Recent DOI estimates are that these off-limits offshore areas contain 19.1 billion barrels of oil, the equivalent of 30 years of current imports from Saudi Arabia. It should also be noted that these initial energy estimates often prove to be low. For example, in the central and western Gulf of Mexico-the only offshore area not severely restricted-production has already exceeded original expectations by several billion barrels, and it is ongoing.

Improved technologies have allowed this oil to be extracted with minimal risk of spills. Indeed, natural seepage from the sea floor is a much larger source of oil in American waters than is offshore drilling. Even safer technologies would be used in any future production.

It is worth noting that both the congressional and White House restrictions were first put in place at a time when gasoline was a little more than $1 a gallon and the need for additional domestic oil supplies was not seen as critical. Clearly, times have changed.

The Next Step for Congress

Even if Congress does not pass a bill that affirmatively opens up these offshore areas, it could accomplish the same end by simply letting the existing restrictions lapse. This Congress has not yet passed its DOI appropriations bill (or any other appropriations bill, for that matter), in large part because Republicans insisted on adding amendments to open up the OCS and the Democratic leadership would not allow a vote on them. The current appropriations-and their restrictions on DOI spending for offshore leasing-are set to expire on September 30.
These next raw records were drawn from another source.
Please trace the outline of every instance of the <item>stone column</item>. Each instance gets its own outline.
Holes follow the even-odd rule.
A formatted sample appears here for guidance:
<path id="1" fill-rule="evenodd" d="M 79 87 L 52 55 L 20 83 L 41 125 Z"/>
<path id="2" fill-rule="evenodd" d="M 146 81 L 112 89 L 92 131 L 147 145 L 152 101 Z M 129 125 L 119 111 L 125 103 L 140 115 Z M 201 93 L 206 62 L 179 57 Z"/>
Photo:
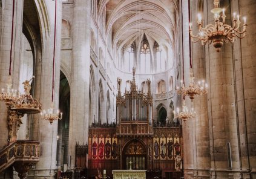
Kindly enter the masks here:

The next day, October 1, could then be Energy Freedom Day. Of course, it will take time for DOI to lease these areas and for the energy companies to develop them, but the process can at least begin. And given the strong public support for expanded domestic drilling, we can not start soon enough. When Congress does finally write its budget legislation, it should not stand in the way of Energy Freedom Day.

Ben Lieberman is Senior Policy Analyst in Energy and the Environment in the Thomas A. Roe Institute for Economic Policy Studies at The Heritage Foundation.